¹ Key Lab for Material Chemistry of Energy Conversion and Storage, Ministry of Education, School of Chemistry and Chemical Engineering , Huazhong University of Science and Technology (HUST) , Wuhan 430074 , China.
² School of Materials Science and Engineering , Shanghai Jiaotong University , Shanghai 200240 , China.
³ Department of Physics and Materials Science and Engineering Program , University of Colorado at Boulder (CUB) , Boulder , Colorado 80309 , United States.
⁴ Sino-US Joint Research Center on Liquid Crystal Chemistry and Physics, HUST and CUB , Wuhan 430074 , China.

PMID: 30421604
DOI: 10.1021/acsami.8b14488

Abstract

Self-supporting liquid crystalline physical gels with facile electro-optic response are highly desirable, but their development is challenging because both the storage modulus and driving voltage increase simultaneously with gelator loading.
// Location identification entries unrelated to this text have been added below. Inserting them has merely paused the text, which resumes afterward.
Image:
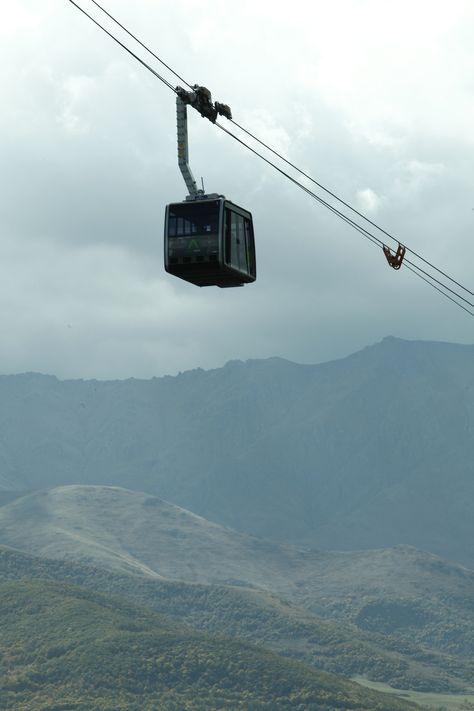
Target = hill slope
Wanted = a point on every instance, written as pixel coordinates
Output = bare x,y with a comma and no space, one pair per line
407,615
65,647
369,451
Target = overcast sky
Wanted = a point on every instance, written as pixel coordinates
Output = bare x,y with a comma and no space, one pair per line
374,99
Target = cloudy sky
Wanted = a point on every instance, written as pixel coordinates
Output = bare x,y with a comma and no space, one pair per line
374,99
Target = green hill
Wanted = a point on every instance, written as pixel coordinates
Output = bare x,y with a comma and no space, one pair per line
255,616
64,647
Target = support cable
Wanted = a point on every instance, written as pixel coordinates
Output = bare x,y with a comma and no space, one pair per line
140,43
147,66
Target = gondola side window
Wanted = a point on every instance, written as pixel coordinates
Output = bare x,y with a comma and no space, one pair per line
193,231
236,247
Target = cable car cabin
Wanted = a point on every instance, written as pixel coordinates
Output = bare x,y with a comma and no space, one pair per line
210,242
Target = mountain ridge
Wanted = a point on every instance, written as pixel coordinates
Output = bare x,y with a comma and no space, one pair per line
374,449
Herein, we report liquid crystalline physical gels with high modulus but low driving voltage. This behavior is enabled by chirality transfer from the molecular level to three-dimensional fibrous networks during the self-assembly of 1,4-benzenedicarboxamide phenylalanine derivatives. Interestingly, the critical gel concentration is as low as 0.1 wt %. Our findings open doors to understanding and exploiting the role of chirality in organic gels.

Keywords: chirality; high modulus; liquid crystal; low driving voltage; physical gel.